Together as a church we have a calling and responsibility to bless and care for the singles among us as they live with the struggles of the single life. It’s not that those struggles any greater or more difficult than the challenges of marriage or raising children. As one Covenant writer says, it’s not a contest about whose life is easier or harder.[1] The challenge for us all is to live out the love of Christ in a church community which includes people walking all the paths that Jesus and His apostles laid out for us, married, single, widowed, divorced, young and old. As our Covenant president says often, “We are in it together.”

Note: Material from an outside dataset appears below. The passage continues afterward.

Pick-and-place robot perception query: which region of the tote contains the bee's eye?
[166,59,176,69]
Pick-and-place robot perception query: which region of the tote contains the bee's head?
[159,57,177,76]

In the last two sermons I’ve emphasized how marriage reflects the image of God, how it shows us something about the relationships between the persons of the Trinity and God’s relationship to us as His people. But now I need to point out that the persons of God are obviously not married to each other, and that the Bible talks about our relation to God in other ways.

In particular, Jesus just before the Cross talked to His disciples about friendship. He called us His friends. Covenant people originally called themselves “Mission Friends.” In the church we are a community of friends, and the single people among us especially need deep and abiding friendships in Christ our Lord. To be faithful, our church must be a place where all, whether single or married, finds strong and lasting friendship extended to them in the love and grace of Christ.

Today, if you are single, I want you to know that though we who are married may not completely understand, we know it’s hard. And we respect and love you for your walk with the Lord. We want to be your friends. You may want to remember that there are those, maybe single, maybe married, who need your friendship. You can be a blessing. And today, if you are married or in a relationship on your way to marriage, be a friend to those who are not. There are those who need a place in your life and, whether or not you realize it, you need them. You can be a blessing. Again, as Jesus said, “Let anyone accept this who can.”

Amen.

Valley Covenant Church
Eugene/Springfield, Oregon
Copyright © 2016 by Stephen S. Bilynskyj

[1] Rebekah Eklund, “A Theology of Singleness” (Covenant web site), p. 5.